Quand Fatima, 43 ans, a appris que son employeur imposait trois jours au bureau par semaine, elle a pleuré. Pas pour son trajet ou son poste, mais parce qu’elle allait devoir renoncer à la routine qu’elle avait construite pour ses enfants. « Le télétravail m’a permis d’être présente, de gérer les devoirs, les repas, et surtout, de respirer un peu », confie-t-elle. Car derrière les politiques de retour en présentiel, se cache une réalité silencieuse : ce sont les femmes, en majorité, qui doivent réorganiser toute leur vie.

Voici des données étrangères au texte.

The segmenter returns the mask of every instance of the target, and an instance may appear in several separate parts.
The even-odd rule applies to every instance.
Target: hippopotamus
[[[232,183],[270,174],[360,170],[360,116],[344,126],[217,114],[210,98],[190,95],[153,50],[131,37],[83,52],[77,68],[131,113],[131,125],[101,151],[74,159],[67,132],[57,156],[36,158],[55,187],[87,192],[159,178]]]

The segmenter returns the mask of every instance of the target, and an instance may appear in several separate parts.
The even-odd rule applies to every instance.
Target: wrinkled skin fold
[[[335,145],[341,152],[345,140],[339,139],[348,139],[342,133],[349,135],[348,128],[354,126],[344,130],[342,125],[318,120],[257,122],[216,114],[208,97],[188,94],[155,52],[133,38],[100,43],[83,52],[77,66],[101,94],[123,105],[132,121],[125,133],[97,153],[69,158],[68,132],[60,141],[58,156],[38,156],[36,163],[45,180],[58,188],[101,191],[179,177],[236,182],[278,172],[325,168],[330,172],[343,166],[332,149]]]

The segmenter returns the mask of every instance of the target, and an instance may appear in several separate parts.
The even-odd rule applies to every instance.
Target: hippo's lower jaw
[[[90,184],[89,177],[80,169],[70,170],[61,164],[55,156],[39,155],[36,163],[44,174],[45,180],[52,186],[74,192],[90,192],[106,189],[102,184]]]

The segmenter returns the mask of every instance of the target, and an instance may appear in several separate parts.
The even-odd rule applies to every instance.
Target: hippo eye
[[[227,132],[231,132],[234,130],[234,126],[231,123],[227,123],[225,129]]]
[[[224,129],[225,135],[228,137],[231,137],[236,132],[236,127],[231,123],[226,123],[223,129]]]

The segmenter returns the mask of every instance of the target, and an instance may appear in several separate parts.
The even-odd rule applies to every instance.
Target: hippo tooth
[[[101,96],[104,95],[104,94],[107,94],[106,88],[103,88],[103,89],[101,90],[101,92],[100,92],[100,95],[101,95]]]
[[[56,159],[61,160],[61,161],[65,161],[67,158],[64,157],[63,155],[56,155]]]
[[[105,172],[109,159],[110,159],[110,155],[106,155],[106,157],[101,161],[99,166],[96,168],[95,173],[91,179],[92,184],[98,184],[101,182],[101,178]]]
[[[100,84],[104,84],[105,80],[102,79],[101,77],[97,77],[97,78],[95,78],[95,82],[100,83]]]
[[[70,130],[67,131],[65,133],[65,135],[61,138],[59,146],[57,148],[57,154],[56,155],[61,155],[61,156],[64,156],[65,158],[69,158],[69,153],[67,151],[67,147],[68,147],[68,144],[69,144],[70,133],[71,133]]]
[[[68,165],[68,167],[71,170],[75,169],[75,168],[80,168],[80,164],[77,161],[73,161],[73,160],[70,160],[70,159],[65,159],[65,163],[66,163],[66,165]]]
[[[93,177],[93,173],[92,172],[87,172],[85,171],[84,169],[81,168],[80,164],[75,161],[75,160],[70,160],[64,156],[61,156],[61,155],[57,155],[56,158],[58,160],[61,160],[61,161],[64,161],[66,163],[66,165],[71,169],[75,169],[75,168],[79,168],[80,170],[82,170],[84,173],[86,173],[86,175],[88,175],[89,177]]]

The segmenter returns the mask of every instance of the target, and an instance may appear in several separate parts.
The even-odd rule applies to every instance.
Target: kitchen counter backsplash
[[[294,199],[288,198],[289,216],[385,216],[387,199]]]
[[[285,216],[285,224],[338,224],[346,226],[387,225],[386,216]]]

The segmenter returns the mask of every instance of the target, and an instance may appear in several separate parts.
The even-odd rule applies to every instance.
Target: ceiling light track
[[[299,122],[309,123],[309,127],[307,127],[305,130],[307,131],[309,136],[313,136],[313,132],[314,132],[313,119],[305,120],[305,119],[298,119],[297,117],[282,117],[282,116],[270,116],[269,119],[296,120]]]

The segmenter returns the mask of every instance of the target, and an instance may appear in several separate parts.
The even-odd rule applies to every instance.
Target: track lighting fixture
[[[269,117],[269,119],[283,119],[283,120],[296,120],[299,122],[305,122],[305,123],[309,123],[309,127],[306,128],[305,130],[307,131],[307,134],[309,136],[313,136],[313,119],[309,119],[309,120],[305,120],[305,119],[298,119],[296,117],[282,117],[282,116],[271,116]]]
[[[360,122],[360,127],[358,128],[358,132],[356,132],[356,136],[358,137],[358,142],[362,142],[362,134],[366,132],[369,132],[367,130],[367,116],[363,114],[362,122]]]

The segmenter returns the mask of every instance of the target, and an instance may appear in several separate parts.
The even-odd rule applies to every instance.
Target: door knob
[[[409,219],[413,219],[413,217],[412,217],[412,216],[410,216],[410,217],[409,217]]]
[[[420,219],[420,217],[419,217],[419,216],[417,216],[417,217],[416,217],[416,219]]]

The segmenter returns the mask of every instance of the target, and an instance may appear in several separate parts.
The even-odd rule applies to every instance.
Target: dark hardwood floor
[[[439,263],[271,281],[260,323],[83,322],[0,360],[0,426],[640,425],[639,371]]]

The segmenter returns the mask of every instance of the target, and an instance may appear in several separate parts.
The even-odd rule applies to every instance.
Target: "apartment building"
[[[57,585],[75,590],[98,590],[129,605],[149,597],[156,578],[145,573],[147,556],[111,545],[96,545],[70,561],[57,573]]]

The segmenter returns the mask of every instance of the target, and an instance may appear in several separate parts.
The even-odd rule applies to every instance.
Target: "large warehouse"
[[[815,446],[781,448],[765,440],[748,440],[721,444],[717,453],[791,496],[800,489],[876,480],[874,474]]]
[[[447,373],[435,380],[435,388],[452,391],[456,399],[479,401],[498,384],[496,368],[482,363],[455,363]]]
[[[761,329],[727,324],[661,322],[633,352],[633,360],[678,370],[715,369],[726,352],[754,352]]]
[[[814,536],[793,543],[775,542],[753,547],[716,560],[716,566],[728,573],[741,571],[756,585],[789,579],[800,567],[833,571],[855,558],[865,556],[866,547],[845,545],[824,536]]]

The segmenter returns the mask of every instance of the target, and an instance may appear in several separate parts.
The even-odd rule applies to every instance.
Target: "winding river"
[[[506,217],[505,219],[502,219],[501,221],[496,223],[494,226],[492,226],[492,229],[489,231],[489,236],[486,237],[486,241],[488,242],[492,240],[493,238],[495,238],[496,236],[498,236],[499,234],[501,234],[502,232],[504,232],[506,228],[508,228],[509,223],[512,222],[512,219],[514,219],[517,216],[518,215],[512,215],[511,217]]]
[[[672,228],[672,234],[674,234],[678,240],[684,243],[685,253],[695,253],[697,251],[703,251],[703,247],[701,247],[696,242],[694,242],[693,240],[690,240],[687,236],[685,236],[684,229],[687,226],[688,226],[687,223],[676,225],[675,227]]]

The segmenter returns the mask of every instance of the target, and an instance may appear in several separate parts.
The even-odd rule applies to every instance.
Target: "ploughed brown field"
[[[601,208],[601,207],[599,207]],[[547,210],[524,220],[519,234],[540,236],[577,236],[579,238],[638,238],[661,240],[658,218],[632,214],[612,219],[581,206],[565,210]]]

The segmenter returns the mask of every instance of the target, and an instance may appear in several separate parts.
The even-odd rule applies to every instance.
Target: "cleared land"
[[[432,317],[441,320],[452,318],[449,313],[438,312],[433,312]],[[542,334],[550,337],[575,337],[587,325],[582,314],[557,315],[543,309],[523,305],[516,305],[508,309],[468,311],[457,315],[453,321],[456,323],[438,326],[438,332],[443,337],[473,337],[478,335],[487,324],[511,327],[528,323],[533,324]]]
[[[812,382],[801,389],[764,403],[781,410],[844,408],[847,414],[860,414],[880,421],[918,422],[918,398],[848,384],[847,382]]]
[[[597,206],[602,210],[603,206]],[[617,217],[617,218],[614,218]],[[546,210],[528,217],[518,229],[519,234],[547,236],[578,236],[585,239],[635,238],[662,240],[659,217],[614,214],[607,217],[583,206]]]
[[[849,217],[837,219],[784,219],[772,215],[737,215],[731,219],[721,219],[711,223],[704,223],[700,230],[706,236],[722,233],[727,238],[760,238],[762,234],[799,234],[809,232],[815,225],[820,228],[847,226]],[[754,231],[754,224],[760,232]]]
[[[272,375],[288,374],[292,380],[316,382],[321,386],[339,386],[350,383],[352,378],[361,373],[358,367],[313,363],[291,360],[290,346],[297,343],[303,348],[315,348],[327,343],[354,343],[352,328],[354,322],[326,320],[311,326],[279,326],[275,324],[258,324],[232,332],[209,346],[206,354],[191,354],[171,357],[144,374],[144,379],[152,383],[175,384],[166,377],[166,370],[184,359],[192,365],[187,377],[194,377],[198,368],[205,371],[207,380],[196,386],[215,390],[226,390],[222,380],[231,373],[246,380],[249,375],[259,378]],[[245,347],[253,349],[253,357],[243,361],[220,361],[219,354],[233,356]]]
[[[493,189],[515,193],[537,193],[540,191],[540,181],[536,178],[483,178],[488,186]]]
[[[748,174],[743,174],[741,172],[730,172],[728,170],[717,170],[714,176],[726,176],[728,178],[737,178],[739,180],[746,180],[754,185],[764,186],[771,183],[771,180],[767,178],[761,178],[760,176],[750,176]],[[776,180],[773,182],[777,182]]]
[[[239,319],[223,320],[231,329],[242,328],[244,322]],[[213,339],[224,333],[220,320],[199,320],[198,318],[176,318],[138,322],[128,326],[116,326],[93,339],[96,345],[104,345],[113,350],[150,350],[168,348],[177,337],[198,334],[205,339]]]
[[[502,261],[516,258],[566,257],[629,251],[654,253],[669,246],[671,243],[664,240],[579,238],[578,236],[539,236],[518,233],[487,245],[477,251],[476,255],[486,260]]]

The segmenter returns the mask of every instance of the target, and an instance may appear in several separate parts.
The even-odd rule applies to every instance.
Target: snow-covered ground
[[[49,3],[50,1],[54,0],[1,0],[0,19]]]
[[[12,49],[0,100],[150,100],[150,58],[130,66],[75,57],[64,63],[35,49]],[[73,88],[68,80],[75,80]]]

La charge mentale, ce concept devenu un cri de ralliement féminin, explose à nouveau. « J’ai recommencé à faire des listes mentales pendant les réunions : penser à préparer le sac de piscine de Lucie, prendre rendez-vous chez le pédiatre… », témoigne Lauriane, cadre dans une multinationale. Les horaires fixes, les transports stressants, et les contraintes familiales s’imbriquent mal, voire pas du tout. Et il ne suffit pas d’installer une table à langer au bureau pour parler d’égalité.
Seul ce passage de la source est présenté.